Hi,
We have a 3.0 ESX running with 10 VM's. I want to upgrade an application so I want to make a full backup to my local disk in case the upgrade of the application fails. (From two of the 10 VM's.)
What is the fastest way I can move a VM to my local disk? I'm doing it with WinScp now but it's really slow. (Around 2Mbps) Why is it moving so slow?
We currently only have one NIC connected, so for VM's and for Service Console. Will ESX slow my copy down due to this? Will the speed increase when I configure a second NIC for Service Console only?
Are there any other tools that can move my VM's faster?
Thanks!
Message was edited by:
TheKingNL
why don't you just create a snapshot before the upgrade of the application, and if the upgrade dosen't work just revert to snapshot?
Hello,
Snapshot are the way to go.
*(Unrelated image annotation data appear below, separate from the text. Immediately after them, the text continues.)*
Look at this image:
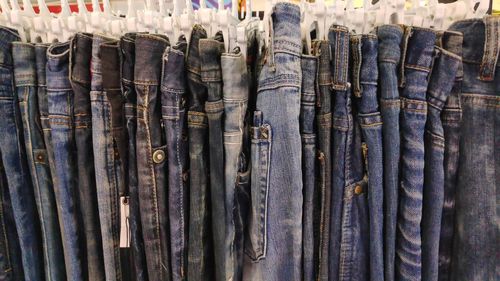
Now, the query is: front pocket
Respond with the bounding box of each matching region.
[245,111,272,261]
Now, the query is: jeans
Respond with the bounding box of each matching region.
[46,40,85,281]
[120,33,148,281]
[222,46,250,281]
[450,16,500,281]
[243,3,303,281]
[161,37,189,281]
[70,33,105,281]
[90,35,124,281]
[12,43,66,280]
[421,44,461,281]
[438,31,463,281]
[351,35,384,281]
[199,32,225,280]
[186,25,214,281]
[134,34,170,280]
[313,40,332,281]
[396,27,436,281]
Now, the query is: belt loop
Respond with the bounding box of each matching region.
[479,16,500,81]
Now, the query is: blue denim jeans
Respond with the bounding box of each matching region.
[377,25,403,281]
[161,37,189,281]
[421,42,461,281]
[243,3,303,281]
[450,16,500,281]
[120,33,148,281]
[313,40,332,281]
[351,35,384,281]
[438,31,463,281]
[12,42,66,280]
[134,34,170,280]
[70,33,105,281]
[186,25,215,281]
[90,35,124,281]
[46,42,85,281]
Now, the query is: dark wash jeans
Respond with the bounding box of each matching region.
[437,31,463,281]
[70,33,105,281]
[12,42,66,280]
[313,40,332,281]
[46,42,85,281]
[186,25,215,281]
[450,16,500,281]
[377,25,403,281]
[396,27,436,281]
[161,37,189,281]
[120,33,148,281]
[299,55,318,281]
[0,27,44,280]
[351,35,384,281]
[134,34,171,280]
[243,3,303,281]
[421,43,461,281]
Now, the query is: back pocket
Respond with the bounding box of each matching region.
[245,111,272,261]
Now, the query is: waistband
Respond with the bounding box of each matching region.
[12,42,37,87]
[134,34,169,85]
[450,16,500,81]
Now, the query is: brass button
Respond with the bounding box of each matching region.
[354,185,363,195]
[153,149,165,164]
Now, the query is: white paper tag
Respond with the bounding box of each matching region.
[120,196,130,248]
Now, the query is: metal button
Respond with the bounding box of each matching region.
[153,149,165,164]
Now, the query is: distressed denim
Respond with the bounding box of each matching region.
[70,33,105,281]
[186,25,215,281]
[328,25,352,280]
[120,33,148,281]
[351,35,384,281]
[396,27,436,281]
[450,16,500,281]
[199,32,225,280]
[219,49,250,281]
[161,37,189,281]
[377,25,403,281]
[313,40,333,281]
[243,3,303,281]
[299,55,318,281]
[421,43,461,281]
[90,35,124,281]
[12,42,66,280]
[134,34,171,280]
[46,42,85,281]
[438,31,463,281]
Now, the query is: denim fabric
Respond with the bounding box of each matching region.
[328,25,352,280]
[186,25,215,281]
[161,37,189,281]
[243,3,303,281]
[90,35,124,281]
[0,153,24,281]
[299,55,318,281]
[450,16,500,281]
[46,42,85,281]
[120,33,148,281]
[396,27,436,281]
[377,25,403,281]
[351,35,384,281]
[12,42,66,280]
[222,49,250,281]
[438,31,463,281]
[70,33,105,281]
[421,44,461,281]
[134,34,171,280]
[199,32,225,280]
[313,38,332,281]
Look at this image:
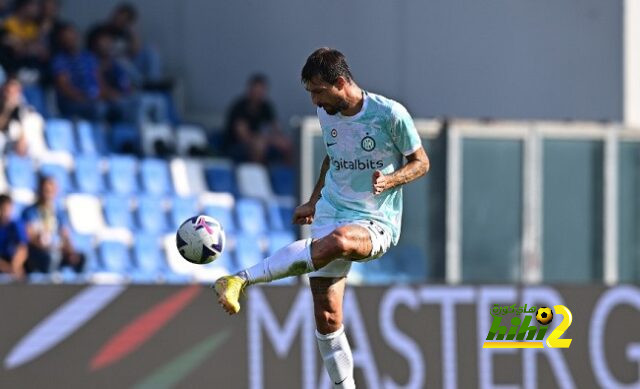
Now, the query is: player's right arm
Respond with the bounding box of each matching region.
[293,155,330,224]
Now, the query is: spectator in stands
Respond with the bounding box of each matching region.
[226,74,293,164]
[22,176,84,273]
[0,78,31,155]
[89,3,162,88]
[0,0,49,84]
[52,25,135,122]
[38,0,67,55]
[0,194,27,280]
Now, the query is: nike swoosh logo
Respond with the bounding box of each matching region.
[333,377,349,385]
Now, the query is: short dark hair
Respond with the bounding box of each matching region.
[0,193,12,205]
[248,73,269,86]
[115,3,138,21]
[302,47,353,84]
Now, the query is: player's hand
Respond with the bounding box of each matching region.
[291,203,316,224]
[371,170,389,195]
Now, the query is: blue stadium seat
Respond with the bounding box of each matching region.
[40,163,73,194]
[204,205,236,233]
[74,155,104,194]
[133,234,166,280]
[111,123,140,154]
[236,198,267,234]
[138,196,169,233]
[236,234,263,269]
[171,196,199,229]
[103,194,135,230]
[205,164,238,196]
[268,231,296,255]
[71,233,101,273]
[108,155,138,194]
[22,85,49,118]
[140,159,172,195]
[98,241,133,274]
[76,120,99,155]
[44,119,76,154]
[5,155,37,190]
[269,165,296,196]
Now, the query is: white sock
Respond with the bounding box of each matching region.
[238,239,315,284]
[316,326,356,389]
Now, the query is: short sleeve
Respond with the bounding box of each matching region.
[391,104,422,156]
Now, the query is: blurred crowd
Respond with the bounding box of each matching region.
[0,0,294,279]
[0,176,84,280]
[0,0,293,165]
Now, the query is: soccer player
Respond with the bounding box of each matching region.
[214,48,429,388]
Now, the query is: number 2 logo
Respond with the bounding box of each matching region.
[546,305,573,348]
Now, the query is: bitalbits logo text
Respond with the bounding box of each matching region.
[482,304,573,348]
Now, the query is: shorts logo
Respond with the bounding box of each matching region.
[360,134,376,151]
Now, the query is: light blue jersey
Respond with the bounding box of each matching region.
[314,93,421,245]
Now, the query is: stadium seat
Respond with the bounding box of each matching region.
[108,155,138,194]
[171,196,199,229]
[236,163,273,200]
[236,198,267,234]
[103,194,135,230]
[22,84,49,117]
[6,155,36,191]
[44,119,77,154]
[137,92,169,125]
[66,193,105,235]
[76,120,99,155]
[176,124,209,156]
[137,196,169,233]
[140,123,175,156]
[205,160,238,195]
[74,155,104,194]
[71,233,101,273]
[268,231,296,255]
[98,240,133,274]
[140,159,173,195]
[269,165,296,196]
[110,123,140,154]
[40,164,73,194]
[235,234,263,269]
[132,234,166,282]
[170,158,207,196]
[22,106,51,157]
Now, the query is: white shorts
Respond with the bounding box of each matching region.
[308,220,391,278]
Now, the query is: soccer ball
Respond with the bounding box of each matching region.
[536,307,553,326]
[176,215,225,265]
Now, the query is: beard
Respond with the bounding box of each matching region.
[322,100,349,116]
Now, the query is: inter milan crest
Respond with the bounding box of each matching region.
[360,134,376,151]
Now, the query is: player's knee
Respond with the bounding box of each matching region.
[315,309,342,334]
[329,227,351,257]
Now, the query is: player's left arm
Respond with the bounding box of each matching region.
[372,146,430,194]
[372,104,429,194]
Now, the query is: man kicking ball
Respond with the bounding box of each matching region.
[214,48,429,388]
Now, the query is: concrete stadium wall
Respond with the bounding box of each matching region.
[58,0,622,120]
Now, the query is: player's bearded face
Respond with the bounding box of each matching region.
[319,96,349,115]
[305,78,349,115]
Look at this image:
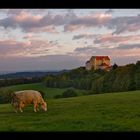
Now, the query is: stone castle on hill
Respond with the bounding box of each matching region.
[86,56,110,71]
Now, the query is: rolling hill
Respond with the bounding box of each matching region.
[0,89,140,132]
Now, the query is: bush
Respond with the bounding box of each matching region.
[62,89,77,98]
[54,95,62,99]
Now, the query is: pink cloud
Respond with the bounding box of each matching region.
[94,34,140,44]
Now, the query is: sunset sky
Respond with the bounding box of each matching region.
[0,9,140,71]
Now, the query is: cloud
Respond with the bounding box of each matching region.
[117,44,140,49]
[0,9,140,34]
[94,34,140,44]
[72,34,98,40]
[105,9,114,14]
[0,38,53,58]
[105,15,140,34]
[64,13,111,31]
[0,55,84,71]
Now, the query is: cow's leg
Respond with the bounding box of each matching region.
[34,102,37,112]
[19,102,23,112]
[36,104,39,111]
[13,103,18,113]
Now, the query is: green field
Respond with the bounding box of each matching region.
[0,85,140,132]
[0,83,87,99]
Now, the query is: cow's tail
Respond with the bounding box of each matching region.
[11,92,16,106]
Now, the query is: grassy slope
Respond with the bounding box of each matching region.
[2,83,86,99]
[0,91,140,131]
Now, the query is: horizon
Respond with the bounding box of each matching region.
[0,9,140,72]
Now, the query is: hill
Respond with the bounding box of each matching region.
[0,91,140,132]
[44,61,140,94]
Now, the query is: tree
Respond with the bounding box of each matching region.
[112,63,118,69]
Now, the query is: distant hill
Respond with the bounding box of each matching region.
[0,70,67,79]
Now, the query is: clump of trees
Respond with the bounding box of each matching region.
[44,61,140,94]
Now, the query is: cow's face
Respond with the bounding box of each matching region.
[41,102,47,111]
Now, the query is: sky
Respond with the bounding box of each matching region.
[0,9,140,72]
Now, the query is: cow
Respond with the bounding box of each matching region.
[11,90,47,112]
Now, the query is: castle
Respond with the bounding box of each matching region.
[86,56,110,71]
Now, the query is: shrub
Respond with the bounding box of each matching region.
[54,95,62,99]
[62,88,77,98]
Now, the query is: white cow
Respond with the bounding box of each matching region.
[11,90,47,112]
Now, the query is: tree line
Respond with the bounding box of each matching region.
[44,61,140,94]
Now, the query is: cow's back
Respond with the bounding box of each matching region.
[14,90,42,103]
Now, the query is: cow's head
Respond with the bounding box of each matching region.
[41,102,47,111]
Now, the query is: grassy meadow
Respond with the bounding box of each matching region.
[0,84,140,132]
[0,83,87,99]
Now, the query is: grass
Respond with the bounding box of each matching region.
[0,89,140,132]
[0,83,87,99]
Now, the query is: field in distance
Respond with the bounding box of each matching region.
[0,82,140,132]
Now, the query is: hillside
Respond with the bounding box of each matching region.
[44,61,140,94]
[0,91,140,132]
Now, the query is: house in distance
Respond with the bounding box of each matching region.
[86,56,110,71]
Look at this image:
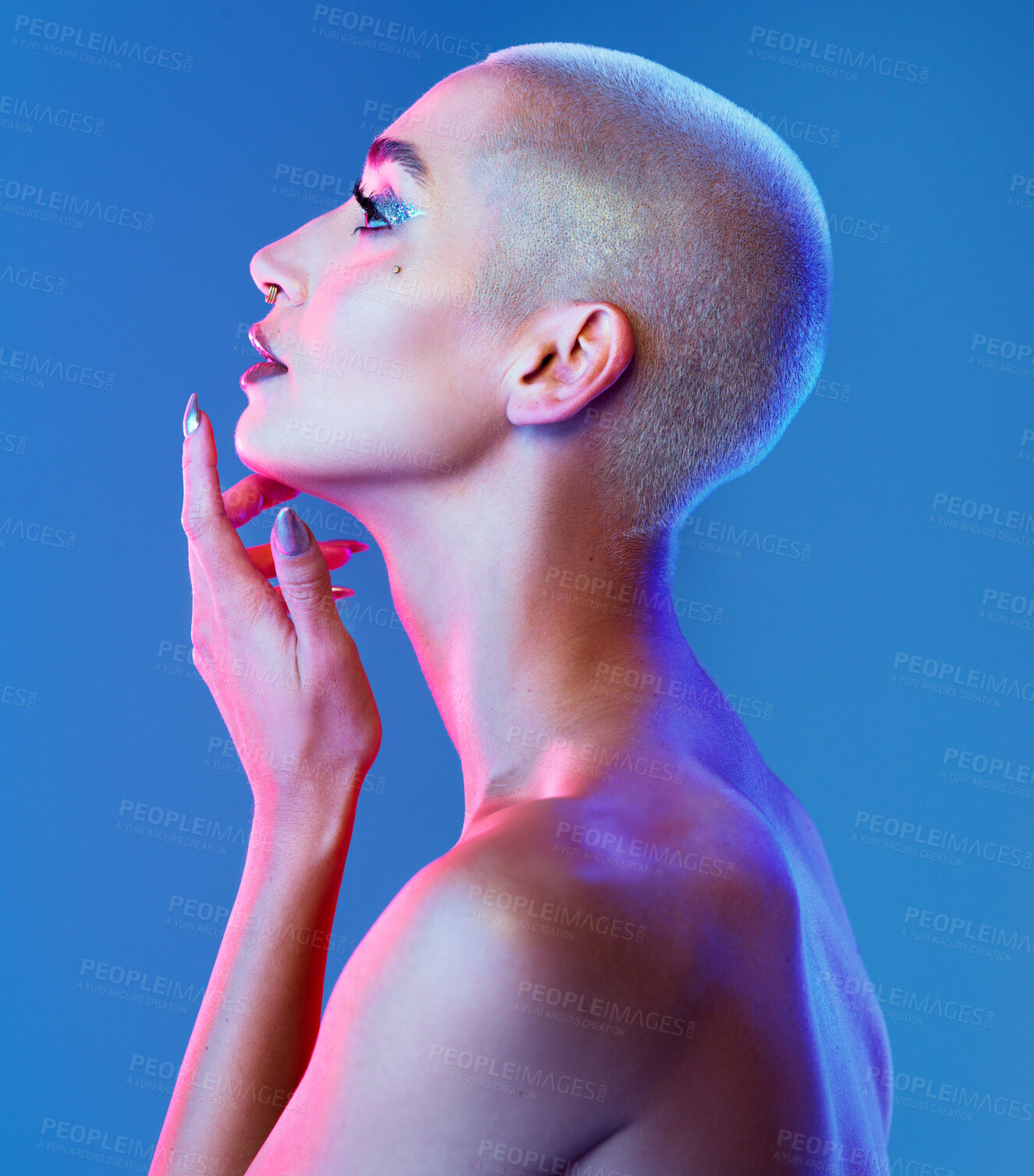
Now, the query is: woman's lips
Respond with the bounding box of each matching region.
[240,362,287,391]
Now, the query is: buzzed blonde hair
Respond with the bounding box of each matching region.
[472,44,833,572]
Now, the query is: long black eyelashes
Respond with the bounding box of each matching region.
[352,179,391,233]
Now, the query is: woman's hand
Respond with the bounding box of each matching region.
[181,395,381,831]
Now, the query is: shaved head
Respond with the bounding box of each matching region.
[463,44,832,572]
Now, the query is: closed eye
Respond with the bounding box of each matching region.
[352,180,423,233]
[352,180,391,233]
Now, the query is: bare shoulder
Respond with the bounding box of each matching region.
[252,789,809,1176]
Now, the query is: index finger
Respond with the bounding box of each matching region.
[222,474,298,527]
[180,404,268,592]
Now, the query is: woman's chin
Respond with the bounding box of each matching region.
[233,409,307,487]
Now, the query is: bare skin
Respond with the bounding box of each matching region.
[150,59,891,1176]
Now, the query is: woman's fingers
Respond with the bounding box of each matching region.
[271,584,356,616]
[245,539,368,579]
[222,474,298,527]
[180,396,274,600]
[271,507,342,654]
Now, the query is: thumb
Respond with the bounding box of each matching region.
[269,507,341,644]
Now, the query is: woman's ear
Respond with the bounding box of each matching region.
[504,303,636,424]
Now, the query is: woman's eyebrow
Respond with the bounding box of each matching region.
[366,135,430,188]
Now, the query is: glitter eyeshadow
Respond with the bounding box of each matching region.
[370,188,425,226]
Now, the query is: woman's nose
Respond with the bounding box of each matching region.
[250,238,308,306]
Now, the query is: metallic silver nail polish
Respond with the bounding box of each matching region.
[183,391,201,437]
[273,507,308,555]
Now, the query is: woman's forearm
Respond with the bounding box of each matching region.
[150,803,356,1176]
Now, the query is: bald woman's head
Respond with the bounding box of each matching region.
[461,44,832,573]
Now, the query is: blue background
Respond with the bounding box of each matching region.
[0,0,1034,1176]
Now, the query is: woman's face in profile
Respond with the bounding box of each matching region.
[234,70,506,507]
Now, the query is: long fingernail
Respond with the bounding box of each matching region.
[183,391,201,437]
[273,507,308,555]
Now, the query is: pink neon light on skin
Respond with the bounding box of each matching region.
[150,48,889,1176]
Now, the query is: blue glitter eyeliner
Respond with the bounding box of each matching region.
[352,180,426,232]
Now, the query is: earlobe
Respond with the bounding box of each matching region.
[504,303,634,424]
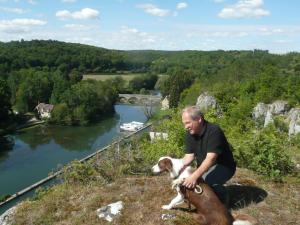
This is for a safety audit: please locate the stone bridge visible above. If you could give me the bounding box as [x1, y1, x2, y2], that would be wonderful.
[119, 94, 162, 105]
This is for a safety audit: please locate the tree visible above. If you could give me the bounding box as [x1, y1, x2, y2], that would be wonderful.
[0, 77, 11, 121]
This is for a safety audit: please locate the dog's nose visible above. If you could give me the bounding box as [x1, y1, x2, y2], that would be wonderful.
[152, 165, 160, 173]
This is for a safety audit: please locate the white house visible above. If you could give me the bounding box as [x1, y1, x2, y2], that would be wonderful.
[35, 103, 54, 119]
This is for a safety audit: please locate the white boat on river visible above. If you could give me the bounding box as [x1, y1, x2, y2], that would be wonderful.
[120, 121, 144, 131]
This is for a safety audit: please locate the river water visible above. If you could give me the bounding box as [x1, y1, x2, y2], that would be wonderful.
[0, 105, 146, 207]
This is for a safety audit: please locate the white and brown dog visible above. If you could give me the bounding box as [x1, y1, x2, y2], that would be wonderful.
[152, 156, 257, 225]
[152, 156, 193, 209]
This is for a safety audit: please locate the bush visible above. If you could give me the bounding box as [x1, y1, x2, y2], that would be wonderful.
[234, 128, 293, 180]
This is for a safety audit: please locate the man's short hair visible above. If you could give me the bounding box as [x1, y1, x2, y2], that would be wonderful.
[182, 105, 204, 120]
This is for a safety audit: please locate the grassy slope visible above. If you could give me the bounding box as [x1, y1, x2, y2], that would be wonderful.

You can also have a look at fastSCP. I have downloaded this myself but haven't looked at it yet: http://www.veeam.com/veeam_fast_scp.asp
The speed issue has to do with VMFS and copying files to/from it from other filesystems. This is not a network issue. We also purchased battery backed write cache which helped out a lot.
Hi,
Pls try Veeam .com.. Use this to copy from and to the ESX Server.
why don't you take a snapshot, then make you changes insight your VM, if the changes are acceptable then apply the snap if not you can return back to the original disk.
Regards
As suggested by others, snapshot would be a good option here.
Also, it is cases like this that I like to create a large ext3 partition on the host for temporary storage of .vmdk files. Of course, you could also offload the .vmdk file(s) to a different vmfs volume if you have space elsewhere.
While I agree with everyone else (above), if you want a backup you can also do a:
vmkfstools -i
It's way faster than doing a "cp"
can't he use Converter? That way he can make a copy to the local disk. But I must ask how big are your local disk that you can backup 10 Vms? I use 2 72GB mirrored for local and have at least 4 TB's split into 4 luns for the datastores.
Fast SCP is a great tool, it's miles faster than WinSCP. I use it all the time.